About 10 per cent of migrants require force ranging from a “guiding hold” to waist or leg restraints or rigid bar handcuffs. In the rare cases where leg restraints are used, the migrants have to be carried onto the plane with an extra security officer dedicated to supporting their head and airway to prevent injury or choking.
Some of the escorts from the private contractor Miti Care and Custody Services wear body-worn cameras to record any assaults and to provide evidence if a migrant subsequently tries to sue for unnecessary use of force. It is understood there have been previous legal claims.
Force is said to be used as a “last resort” and must be “necessary, reasonable and proportionate”.
Long-haul charter flights can take three to four months to plan and fight legal challenges.
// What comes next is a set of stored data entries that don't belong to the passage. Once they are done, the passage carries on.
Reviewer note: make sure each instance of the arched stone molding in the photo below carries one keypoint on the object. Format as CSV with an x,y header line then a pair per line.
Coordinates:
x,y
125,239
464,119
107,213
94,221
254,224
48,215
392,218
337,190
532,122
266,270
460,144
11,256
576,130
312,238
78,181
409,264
A high-profile flight to Jamaica in 2021 left with just four people on board after 33 others were granted last-minute legal reprieves.
The UK images coincided with new data published by Yvette Cooper, the Home Secretary, showing that nearly 19,000 foreign criminals and migrants with no right to remain in the UK have been removed to Africa, Asia, Europe and South America since Labour won the election last July.
This included 5,074 enforced returns to the end of January, up 24 per cent compared with the same period 12 months previously, and the deportation of 2,925 foreign national offenders, up 21 per cent on the previous year.
The Home Office said it was the highest rate of returns since 2018 and included the four biggest charter deportation flights in the UK’s history, carrying a total of more than 850 people on board.
Ms Cooper said: “To rebuild public confidence in the immigration system, we need to show the rules are respected and enforced.
“That’s why, as part of the Government’s Plan for Change, we have put significant additional resources into immigration enforcement and returns, so those who have no right to be here, particularly those who have committed crimes in our country, are removed as swiftly as possible.
“I want to pay tribute to all the Immigration Enforcement staff and other officials in the Home Office who strive tirelessly every day to make our returns system work firmly, fairly and swiftly.”
The unprecedented release of the images coincided with the second reading of Labour’s border security bill, which introduces a raft of counter-terror style measures to combat people smugglers, including a new offence of selling boats and equipment for use by the gangs with a maximum prison sentence of 14 years.
Chris Philp, the shadow home secretary, said: “Rising removals is simply continuing the trend we started when in government, and yet Labour is still failing to deliver on a tougher border policy.
“Only one in every four of these claimed returns are actually enforced returns, the majority are conducted voluntarily. This is hardly a tough stance on the border when Labour still are failing to force illegals out of this country.
“Only a tiny fraction of these returns relate to small boat arrivals. They represent just 4 per cent of those arriving by small boat – how can Labour claim allowing 96 per cent of illegal small boat arrivals to stay is any kind of deterrent?”